Dec 03 2008
I don’t take “Second” place to no one, nohow
I’ve had this book for about 18 years and still haven’t read it! Isn’t that awful??
What happened was this: Many of my readers know that I grew up a fundamentalist, so I wasn’t very empathetic to the women’s movement. (To put it rather mildly.) Then I went to Syracuse University and got my eyes opened to a ton of important things. Gay rights was one of them; and the equality of women and men was another.
I had a lot of feminist writings that served as textbooks in my “Feminist Theology” course: Mary Daly’s Beyond God the Father. Adrienne Rich’s On Lies, Secrets and Silence. And my very very favorite (and it still is), Dale Spender’s Women of Ideas and What Men Have Done to Them.

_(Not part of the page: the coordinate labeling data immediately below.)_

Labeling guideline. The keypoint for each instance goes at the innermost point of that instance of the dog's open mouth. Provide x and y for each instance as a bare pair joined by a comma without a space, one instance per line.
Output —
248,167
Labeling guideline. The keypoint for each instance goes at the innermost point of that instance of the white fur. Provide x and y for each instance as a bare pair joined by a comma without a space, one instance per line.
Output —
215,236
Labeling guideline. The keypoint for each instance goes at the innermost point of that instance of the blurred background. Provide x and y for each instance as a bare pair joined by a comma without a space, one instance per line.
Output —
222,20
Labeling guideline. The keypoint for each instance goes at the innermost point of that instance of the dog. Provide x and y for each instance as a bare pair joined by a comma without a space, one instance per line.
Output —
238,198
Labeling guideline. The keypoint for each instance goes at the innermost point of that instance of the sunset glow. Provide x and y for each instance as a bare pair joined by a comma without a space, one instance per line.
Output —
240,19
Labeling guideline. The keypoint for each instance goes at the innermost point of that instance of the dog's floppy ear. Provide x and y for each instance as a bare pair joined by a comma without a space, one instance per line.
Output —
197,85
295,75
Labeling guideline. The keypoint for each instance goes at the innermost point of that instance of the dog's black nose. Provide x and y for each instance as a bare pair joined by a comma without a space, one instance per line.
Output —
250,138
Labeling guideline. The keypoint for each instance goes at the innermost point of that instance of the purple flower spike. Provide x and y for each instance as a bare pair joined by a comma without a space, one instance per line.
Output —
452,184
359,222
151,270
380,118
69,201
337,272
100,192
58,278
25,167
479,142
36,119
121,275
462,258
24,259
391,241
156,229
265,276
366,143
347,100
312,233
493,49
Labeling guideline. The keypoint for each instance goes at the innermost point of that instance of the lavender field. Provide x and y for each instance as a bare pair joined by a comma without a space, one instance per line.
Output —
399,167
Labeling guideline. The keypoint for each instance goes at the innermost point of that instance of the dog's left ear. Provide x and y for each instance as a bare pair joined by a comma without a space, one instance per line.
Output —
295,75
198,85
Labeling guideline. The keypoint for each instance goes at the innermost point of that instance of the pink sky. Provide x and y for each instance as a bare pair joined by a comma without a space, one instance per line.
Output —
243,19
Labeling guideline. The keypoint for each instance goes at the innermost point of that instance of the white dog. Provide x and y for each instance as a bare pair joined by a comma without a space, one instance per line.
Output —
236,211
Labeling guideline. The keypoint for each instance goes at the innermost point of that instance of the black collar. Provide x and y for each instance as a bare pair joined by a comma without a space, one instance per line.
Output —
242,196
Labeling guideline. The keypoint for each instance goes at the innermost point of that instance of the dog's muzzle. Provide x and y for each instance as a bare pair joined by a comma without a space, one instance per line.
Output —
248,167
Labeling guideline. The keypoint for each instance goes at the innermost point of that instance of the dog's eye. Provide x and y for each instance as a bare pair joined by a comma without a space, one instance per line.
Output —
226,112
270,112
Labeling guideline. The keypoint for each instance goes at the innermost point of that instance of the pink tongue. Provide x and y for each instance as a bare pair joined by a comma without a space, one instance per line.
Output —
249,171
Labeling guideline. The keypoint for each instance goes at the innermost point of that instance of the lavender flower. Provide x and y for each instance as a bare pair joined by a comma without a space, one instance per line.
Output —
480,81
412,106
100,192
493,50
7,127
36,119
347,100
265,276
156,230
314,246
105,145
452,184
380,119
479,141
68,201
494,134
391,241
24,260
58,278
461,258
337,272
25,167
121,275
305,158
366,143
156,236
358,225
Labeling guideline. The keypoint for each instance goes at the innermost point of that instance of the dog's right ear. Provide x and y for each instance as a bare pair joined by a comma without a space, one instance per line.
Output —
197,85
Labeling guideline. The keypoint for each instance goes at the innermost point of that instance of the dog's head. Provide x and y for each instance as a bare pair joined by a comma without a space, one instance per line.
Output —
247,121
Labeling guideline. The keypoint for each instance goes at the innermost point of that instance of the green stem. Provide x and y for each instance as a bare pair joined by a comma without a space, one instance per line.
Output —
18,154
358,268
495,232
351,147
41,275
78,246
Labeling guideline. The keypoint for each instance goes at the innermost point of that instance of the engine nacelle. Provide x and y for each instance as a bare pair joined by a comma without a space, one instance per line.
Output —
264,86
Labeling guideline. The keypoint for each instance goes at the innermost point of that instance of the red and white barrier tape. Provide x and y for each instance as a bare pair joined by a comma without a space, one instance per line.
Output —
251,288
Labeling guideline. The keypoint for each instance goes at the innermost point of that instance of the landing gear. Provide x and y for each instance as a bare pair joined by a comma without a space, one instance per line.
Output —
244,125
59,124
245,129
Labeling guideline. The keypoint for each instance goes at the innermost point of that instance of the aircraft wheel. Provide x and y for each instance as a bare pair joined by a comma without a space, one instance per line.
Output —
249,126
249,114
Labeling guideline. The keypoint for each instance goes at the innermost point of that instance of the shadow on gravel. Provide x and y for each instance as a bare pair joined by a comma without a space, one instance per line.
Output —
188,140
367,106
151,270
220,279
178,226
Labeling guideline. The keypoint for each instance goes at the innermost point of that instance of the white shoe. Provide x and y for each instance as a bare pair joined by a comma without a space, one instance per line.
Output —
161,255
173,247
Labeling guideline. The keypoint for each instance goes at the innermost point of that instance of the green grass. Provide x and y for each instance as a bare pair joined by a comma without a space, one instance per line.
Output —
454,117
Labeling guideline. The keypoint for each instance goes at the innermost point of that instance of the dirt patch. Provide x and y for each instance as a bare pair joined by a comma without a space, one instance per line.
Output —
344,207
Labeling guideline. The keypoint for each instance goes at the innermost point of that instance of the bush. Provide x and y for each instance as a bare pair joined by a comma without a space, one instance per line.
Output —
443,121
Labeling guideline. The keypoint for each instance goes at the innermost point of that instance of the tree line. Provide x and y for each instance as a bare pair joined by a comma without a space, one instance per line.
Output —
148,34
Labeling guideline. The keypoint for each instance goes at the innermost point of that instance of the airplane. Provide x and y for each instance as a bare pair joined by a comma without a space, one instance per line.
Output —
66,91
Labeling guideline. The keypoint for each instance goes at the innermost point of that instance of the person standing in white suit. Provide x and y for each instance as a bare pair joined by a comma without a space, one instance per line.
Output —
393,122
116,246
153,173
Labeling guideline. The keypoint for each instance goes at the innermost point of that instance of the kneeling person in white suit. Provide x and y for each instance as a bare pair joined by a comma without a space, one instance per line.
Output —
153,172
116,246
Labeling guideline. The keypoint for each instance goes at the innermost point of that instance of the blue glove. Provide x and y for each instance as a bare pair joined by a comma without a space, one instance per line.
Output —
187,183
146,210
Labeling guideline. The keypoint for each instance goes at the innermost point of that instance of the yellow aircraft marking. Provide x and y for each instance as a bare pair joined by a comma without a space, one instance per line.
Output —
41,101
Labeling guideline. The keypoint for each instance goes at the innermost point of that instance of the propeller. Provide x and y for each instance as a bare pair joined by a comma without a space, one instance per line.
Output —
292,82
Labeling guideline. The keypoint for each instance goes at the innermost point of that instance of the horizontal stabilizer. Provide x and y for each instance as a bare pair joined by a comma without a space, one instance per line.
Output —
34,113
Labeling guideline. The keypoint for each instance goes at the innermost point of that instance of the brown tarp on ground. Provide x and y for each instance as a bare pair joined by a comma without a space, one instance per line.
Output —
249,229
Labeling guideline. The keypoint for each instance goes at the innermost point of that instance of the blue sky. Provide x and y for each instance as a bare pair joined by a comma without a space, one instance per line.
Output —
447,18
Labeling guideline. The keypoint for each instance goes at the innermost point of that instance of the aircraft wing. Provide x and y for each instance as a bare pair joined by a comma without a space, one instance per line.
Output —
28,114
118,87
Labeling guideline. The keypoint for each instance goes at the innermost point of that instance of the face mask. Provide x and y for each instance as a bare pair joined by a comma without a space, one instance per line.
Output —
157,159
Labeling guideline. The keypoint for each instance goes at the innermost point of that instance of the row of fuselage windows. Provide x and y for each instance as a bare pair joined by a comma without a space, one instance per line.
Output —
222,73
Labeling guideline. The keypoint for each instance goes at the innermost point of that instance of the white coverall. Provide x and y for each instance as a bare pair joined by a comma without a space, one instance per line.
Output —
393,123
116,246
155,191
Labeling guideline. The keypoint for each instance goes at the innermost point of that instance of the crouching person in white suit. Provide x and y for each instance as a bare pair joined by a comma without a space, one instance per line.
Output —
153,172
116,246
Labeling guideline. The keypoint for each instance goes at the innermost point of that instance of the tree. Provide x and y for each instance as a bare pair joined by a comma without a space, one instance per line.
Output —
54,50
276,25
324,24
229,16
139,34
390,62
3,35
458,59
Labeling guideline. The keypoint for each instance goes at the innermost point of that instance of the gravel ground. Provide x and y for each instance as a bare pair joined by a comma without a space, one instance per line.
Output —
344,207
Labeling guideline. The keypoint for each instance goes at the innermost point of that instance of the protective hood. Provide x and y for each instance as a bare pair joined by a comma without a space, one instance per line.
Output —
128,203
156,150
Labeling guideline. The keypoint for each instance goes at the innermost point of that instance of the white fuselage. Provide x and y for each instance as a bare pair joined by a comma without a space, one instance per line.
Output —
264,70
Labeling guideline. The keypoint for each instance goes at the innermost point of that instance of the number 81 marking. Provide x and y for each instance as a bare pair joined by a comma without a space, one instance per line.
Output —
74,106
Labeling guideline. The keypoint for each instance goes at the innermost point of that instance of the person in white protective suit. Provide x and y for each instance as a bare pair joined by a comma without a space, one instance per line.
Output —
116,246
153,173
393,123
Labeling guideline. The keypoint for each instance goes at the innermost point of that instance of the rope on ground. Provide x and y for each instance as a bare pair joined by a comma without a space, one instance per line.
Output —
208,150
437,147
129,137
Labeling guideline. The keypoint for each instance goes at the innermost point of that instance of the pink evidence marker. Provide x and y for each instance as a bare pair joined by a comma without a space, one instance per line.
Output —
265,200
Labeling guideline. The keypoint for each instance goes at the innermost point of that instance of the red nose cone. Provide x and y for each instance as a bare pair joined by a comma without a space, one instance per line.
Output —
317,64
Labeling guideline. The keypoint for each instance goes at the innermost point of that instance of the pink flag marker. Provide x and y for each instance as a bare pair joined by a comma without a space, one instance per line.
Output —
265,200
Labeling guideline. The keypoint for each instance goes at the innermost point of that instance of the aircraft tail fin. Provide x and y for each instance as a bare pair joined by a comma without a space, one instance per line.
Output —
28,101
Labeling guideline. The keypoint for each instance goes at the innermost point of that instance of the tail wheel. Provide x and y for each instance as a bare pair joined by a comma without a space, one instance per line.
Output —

And so on.
But I bought several more books after I finished the term and got home. I read them avidly for several months. Marilyn French. Rebecca Merrill Groothuis, whose book I wrote about several posts back. Janet Radcliffe Richards.
But there were some I missed, some more of the older ones. It was only a couple of years ago that I read the book that seemed to start it all in the early 1960s, The Feminine Mystique, by Betty Friedan. And I’ve never yet read The Second Sexby Simone de Beauvoir, even though I had this book for so long. I guess I needed to come up for air after my intense reading just after Syracuse, and only sporadically plunged in again.
So this is another book I haven’t read, that makes me blush to admit it. But I am determined that I willstill read it. Partly because, with the extreme hyper-girly-fication that’s again being rammed down the throats of our young girls, I have a feeling all these books will soon be needed again, for another wave of working toward full human equality. And it’s important not just to know the early history (who now talks about Susan B. Anthony or Elizabeth Cady Stanton or the Grimke sisters?), but to know the whole development, through all the waves.
And Simone de Beauvoir is a crucial piece of that extensive historical story.
hey thanks for stopping by, and congrats on that fiftieth (upcoming) as well… time to get paid right?
Juleah, thanks for visiting! I think you’re right — there’s a difference between academic books and what are called “popular” books. And when you add the extra challenge of trying to read in your second language, it can get very difficult.
Skwguitar, it’s kind of fun, huh? Today is my fiftieth.